Of all the stanning Hollywood has been doing for NASA in the last few years, from Gravity to Interstellar to Tomorrowland, The Martian is, by many kilometers, the nerdiest.
And that's also the reason it's the best.
Forget all those themes of rebirth and manifest destiny and utopia and the occasional weird undercurrent of restoring American greatness — The Martian is about science, and it is about math, things those other movies handwaved their way past in order to get to the flashier parts about bravery and the human spirit. Mark Watney (Matt Damon at his most unassumingly lovable), the astronaut who gets stranded on Mars and left for dead in the opening sequence of The Martian, has plenty of bravery and spirit, but that's not the point of his story. He decides he wants to live, that he's going to live, and after that, the focus is on how he goes about doing that on an inhospitable planet years from rescue.
The Martian, directed by the unpredictable Ridley Scott, is an exciting and sometimes very funny movie that's stirringly confident that something like the growing of crops and the extending of battery life can be suspenseful and dramatic when they're happening on Mars and are a matter of life and death.
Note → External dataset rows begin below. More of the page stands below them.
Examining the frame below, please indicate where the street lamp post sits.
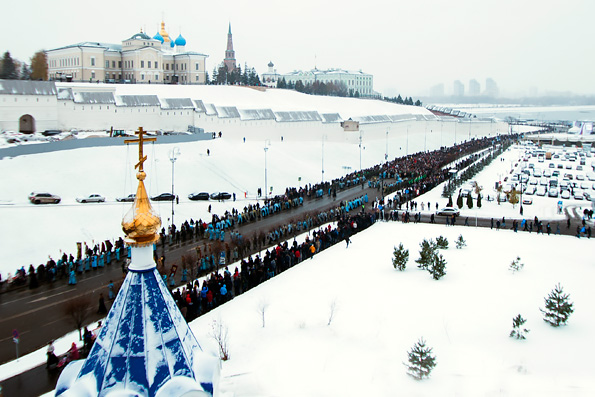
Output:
[169,146,180,229]
[264,144,269,201]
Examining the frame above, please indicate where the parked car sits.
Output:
[188,192,209,201]
[436,207,461,216]
[211,192,231,200]
[151,193,176,201]
[29,192,62,204]
[76,194,105,203]
[116,193,136,203]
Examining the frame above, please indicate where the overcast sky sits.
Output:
[0,0,595,96]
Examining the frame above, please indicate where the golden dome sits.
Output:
[122,128,161,246]
[159,21,171,43]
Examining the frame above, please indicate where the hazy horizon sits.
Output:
[0,0,595,97]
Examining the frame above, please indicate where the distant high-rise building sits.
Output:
[430,83,444,97]
[452,80,465,96]
[484,77,500,98]
[467,79,481,96]
[223,22,236,72]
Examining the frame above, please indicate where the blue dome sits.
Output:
[176,33,186,46]
[153,32,164,44]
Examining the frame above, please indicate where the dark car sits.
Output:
[188,192,209,201]
[211,192,231,200]
[151,193,176,201]
[29,192,61,204]
[116,193,136,203]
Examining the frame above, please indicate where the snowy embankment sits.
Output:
[192,222,595,396]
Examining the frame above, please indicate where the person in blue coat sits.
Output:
[68,269,76,285]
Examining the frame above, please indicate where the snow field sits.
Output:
[192,222,595,396]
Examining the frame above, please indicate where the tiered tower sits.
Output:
[56,128,220,397]
[223,22,236,72]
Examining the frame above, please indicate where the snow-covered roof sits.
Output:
[275,111,322,122]
[321,113,342,123]
[238,109,275,120]
[116,95,161,107]
[0,80,57,95]
[72,91,116,105]
[161,98,194,109]
[56,264,219,397]
[215,106,240,119]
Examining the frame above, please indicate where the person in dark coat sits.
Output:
[97,293,107,314]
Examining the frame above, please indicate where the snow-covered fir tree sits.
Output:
[415,239,436,269]
[455,234,467,249]
[428,254,446,280]
[405,338,436,380]
[539,283,574,327]
[436,236,448,250]
[508,256,525,273]
[510,314,529,339]
[393,243,409,271]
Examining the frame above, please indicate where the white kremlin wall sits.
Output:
[0,81,508,146]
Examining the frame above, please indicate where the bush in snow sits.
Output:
[455,234,467,249]
[393,243,409,271]
[415,239,436,269]
[539,283,574,327]
[405,338,436,380]
[509,314,529,339]
[436,236,448,250]
[508,256,525,273]
[428,254,446,280]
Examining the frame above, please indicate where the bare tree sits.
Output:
[63,295,93,340]
[209,320,229,361]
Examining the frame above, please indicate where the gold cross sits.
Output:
[124,127,157,171]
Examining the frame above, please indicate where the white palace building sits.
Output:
[46,22,207,84]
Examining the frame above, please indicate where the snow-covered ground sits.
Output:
[0,95,595,396]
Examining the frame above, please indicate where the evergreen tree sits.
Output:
[509,314,529,339]
[0,51,19,80]
[393,243,409,271]
[405,338,436,380]
[415,239,436,269]
[455,234,467,249]
[31,51,48,80]
[508,256,525,273]
[19,63,31,80]
[436,236,448,250]
[428,254,446,280]
[539,283,574,327]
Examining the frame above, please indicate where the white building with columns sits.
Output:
[46,22,207,84]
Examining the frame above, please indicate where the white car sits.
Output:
[76,194,105,203]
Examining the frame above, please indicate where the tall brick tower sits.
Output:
[223,22,236,72]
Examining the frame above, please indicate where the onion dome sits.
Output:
[153,32,164,44]
[159,21,171,43]
[175,33,186,47]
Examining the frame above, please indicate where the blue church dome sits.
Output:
[176,33,186,46]
[153,32,164,44]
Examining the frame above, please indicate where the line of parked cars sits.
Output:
[29,191,231,204]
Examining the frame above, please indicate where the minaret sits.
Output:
[223,22,236,72]
[56,128,220,397]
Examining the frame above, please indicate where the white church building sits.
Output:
[46,22,207,84]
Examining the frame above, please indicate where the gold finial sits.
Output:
[122,127,161,246]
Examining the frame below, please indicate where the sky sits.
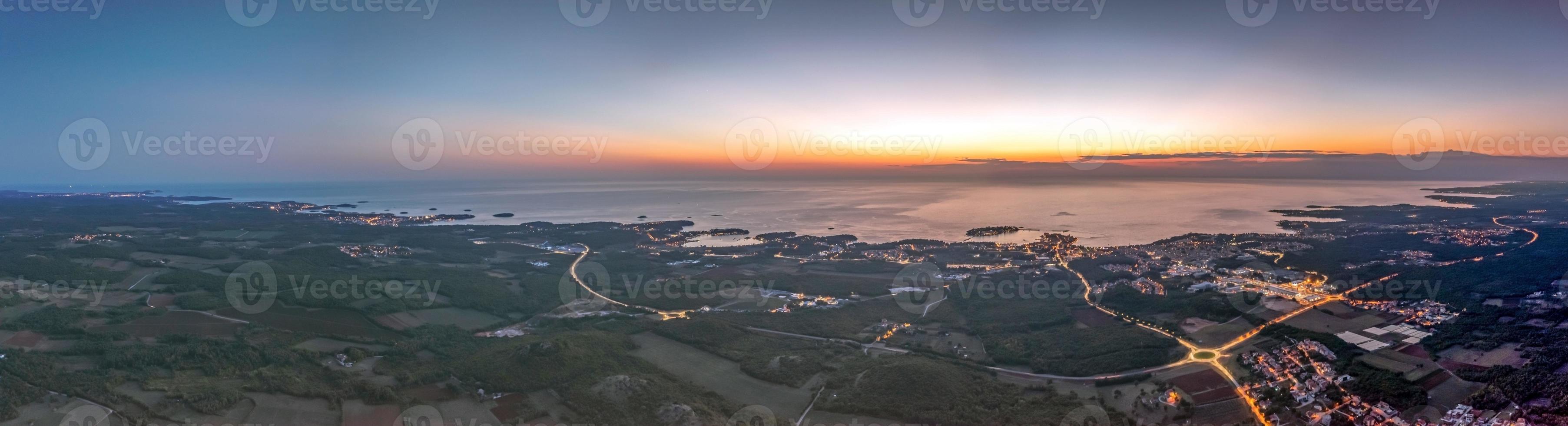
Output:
[0,0,1568,186]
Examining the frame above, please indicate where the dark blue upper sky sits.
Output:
[0,0,1568,183]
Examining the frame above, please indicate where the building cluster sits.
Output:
[1438,404,1535,426]
[1413,227,1513,247]
[1339,250,1439,270]
[1346,299,1460,327]
[1090,277,1165,296]
[1240,340,1411,426]
[337,244,414,257]
[70,233,130,243]
[1195,266,1334,304]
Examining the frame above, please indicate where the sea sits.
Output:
[17,179,1494,246]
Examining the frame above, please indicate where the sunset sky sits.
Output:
[0,0,1568,183]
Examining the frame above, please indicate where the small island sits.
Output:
[965,226,1035,236]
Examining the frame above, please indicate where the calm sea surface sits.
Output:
[42,180,1486,246]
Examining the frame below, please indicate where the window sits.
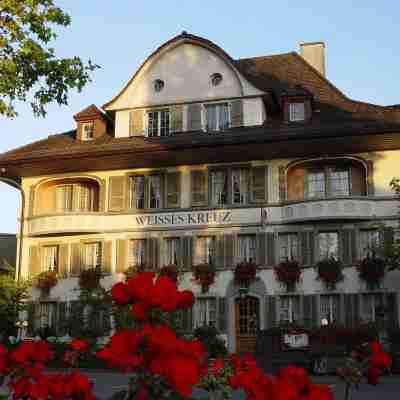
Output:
[360,229,379,258]
[232,169,249,204]
[239,235,256,262]
[43,246,58,271]
[165,238,180,265]
[318,232,339,260]
[147,110,169,137]
[82,122,94,140]
[194,236,214,264]
[320,295,340,324]
[211,171,228,206]
[289,103,305,122]
[128,239,146,267]
[205,103,230,131]
[56,185,73,212]
[306,171,325,198]
[84,242,101,268]
[361,293,385,322]
[279,233,299,262]
[194,297,217,328]
[279,296,300,324]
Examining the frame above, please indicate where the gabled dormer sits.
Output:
[74,104,108,141]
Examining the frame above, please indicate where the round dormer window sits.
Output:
[211,72,222,86]
[154,79,164,92]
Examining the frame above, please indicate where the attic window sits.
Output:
[154,79,164,93]
[289,103,306,122]
[82,121,94,140]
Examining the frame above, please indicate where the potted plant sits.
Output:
[193,264,215,293]
[79,268,101,291]
[315,257,344,290]
[159,264,179,283]
[35,271,58,297]
[234,261,257,287]
[357,255,385,289]
[274,260,302,292]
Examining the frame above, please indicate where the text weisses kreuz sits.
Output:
[135,211,232,226]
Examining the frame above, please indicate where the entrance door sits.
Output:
[235,296,260,353]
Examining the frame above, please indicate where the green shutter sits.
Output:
[165,172,181,208]
[231,100,243,127]
[187,104,202,131]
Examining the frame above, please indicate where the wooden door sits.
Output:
[235,296,260,353]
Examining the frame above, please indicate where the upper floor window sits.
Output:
[82,121,94,140]
[289,103,306,122]
[205,103,230,131]
[147,110,170,137]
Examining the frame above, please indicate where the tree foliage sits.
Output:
[0,0,98,117]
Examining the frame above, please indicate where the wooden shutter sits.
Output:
[367,160,375,196]
[70,243,83,276]
[267,232,275,266]
[165,172,181,208]
[108,176,126,211]
[116,239,128,273]
[231,100,243,127]
[29,246,42,278]
[251,166,268,203]
[129,110,145,136]
[299,231,315,265]
[181,236,193,271]
[217,297,227,333]
[264,296,277,329]
[170,106,183,132]
[191,170,208,206]
[279,166,286,201]
[256,232,267,266]
[101,240,112,274]
[58,244,69,278]
[187,104,201,131]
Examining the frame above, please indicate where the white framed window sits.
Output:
[361,293,385,322]
[56,185,73,212]
[319,295,340,324]
[194,236,215,264]
[289,103,306,122]
[279,296,301,324]
[211,171,228,206]
[82,121,94,140]
[84,242,101,268]
[128,239,146,267]
[279,233,299,262]
[42,246,58,272]
[204,103,231,132]
[232,169,249,204]
[194,297,217,328]
[318,232,339,260]
[238,235,256,262]
[165,238,180,265]
[147,110,170,137]
[360,229,380,258]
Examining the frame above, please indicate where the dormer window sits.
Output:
[147,110,170,137]
[82,121,94,140]
[289,102,306,122]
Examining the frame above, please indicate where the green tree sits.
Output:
[0,0,98,117]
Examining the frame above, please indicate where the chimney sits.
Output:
[300,42,325,76]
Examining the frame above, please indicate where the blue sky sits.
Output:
[0,0,400,232]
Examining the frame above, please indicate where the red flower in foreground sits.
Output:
[69,339,89,353]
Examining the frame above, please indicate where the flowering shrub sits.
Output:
[357,256,385,285]
[193,264,215,293]
[34,271,58,295]
[234,262,257,286]
[315,257,344,290]
[274,260,302,288]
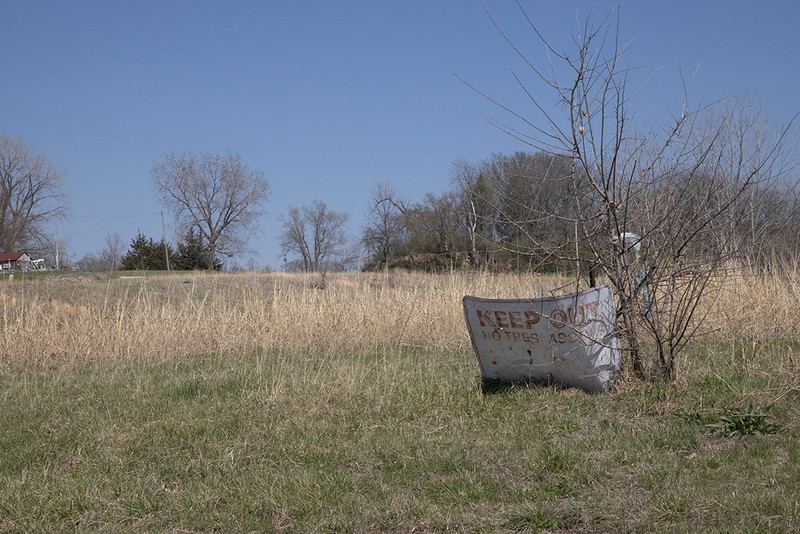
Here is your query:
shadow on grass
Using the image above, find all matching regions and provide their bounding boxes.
[478,377,567,395]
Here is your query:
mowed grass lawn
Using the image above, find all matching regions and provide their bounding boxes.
[0,347,800,532]
[0,274,800,532]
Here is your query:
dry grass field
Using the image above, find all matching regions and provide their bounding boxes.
[0,273,800,533]
[0,273,800,368]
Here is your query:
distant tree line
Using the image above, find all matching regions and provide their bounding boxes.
[361,148,800,272]
[120,228,222,271]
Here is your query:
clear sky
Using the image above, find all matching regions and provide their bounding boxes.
[0,0,800,268]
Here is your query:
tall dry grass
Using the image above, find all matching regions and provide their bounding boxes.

The film, based on Andy Weir's web serial turned best-selling novel of the same name and adapted to screen by The Cabin in the Woods' Drew Goddard, is technically science fiction, in the sense that it involves technology more advanced than our own and in that it's literally fiction about science. But its characters and its world feel otherwise comfortably contemporary. Teddy Sanders (Jeff Daniels), the head of NASA, deals with issues of funding and media coverage. Melissa Lewis (Jessica Chastain), the commander of the Ares 3 mission, has a love of disco music that provides the movie with an amusing throwback soundtrack.
And Mark? Mark is a dork who, when asked for a photo for PR rep Annie Rose (Kristen Wiig), strikes a Fonz pose, and who says things like "Mars will come to fear my botany powers!" But that irrepressibility in the face of terrible odds becomes the kind of thing that can squeeze a few tears out of you. Instead of spiraling into despair, Mark, sometimes through visible force of will, fondly mocks his fellow crewmembers' choice of retro games (Zork II) and explains his problem-solving process in not always graspable detail into a video log that no one might ever see, his version of Cast Away's Wilson.
But unlike Tom Hanks's Chuck Noland, Mark is never really alone. He gets in communication with NASA and a group of people on the ground and in space that include Michael Peña, Sean Bean, Kate Mara, Sebastian Stan, Aksel Hennie, Chiwetel Ejiofor, Donald Glover, Benedict Wong, and Mackenzie Davis. The multi-pronged rescue attempt reveals The Martian to be a wide-reaching ensemble film.
The Martian doesn't invent an antagonist — space is more than enough of one. And it doesn't fill time with screenwriterly cul-de-sacs in which there are misunderstandings and miscommunications. Mark understands immediately why he was left behind and accepts it, just as Vincent Kapoor (Ejiofor) quickly figures out what Mark is up to when he heads away from the habitat in which he's been living toward another area of the planet. The narrative efficiency of these choices serves as a nice underlining of the characters' intelligence, which is demonstrated in actions instead of accessories or vocabulary. A scene in which characters take a vote on a big decision is thoughtful and emotional while also being so free of the expected bickering that it's practically an applause moment.
The Martian is a sprawling, international adventure with some thrilling space sequences and some windows in which wonder is allowed to filter through, but its satisfactions are really those of a workplace drama. It's ultimately about people who are great at and who love their jobs, love them enough to risk death and to feel lucky to have had the chance, even in the face of those odds. For a movie that avoids the grandstanding of something like Interstellar, in which Damon and Chastain also starred, The Martian turns out to be almost shockingly poignant in its affirmation not of a lone great man but of what can be done when capable people work together, one step at a time.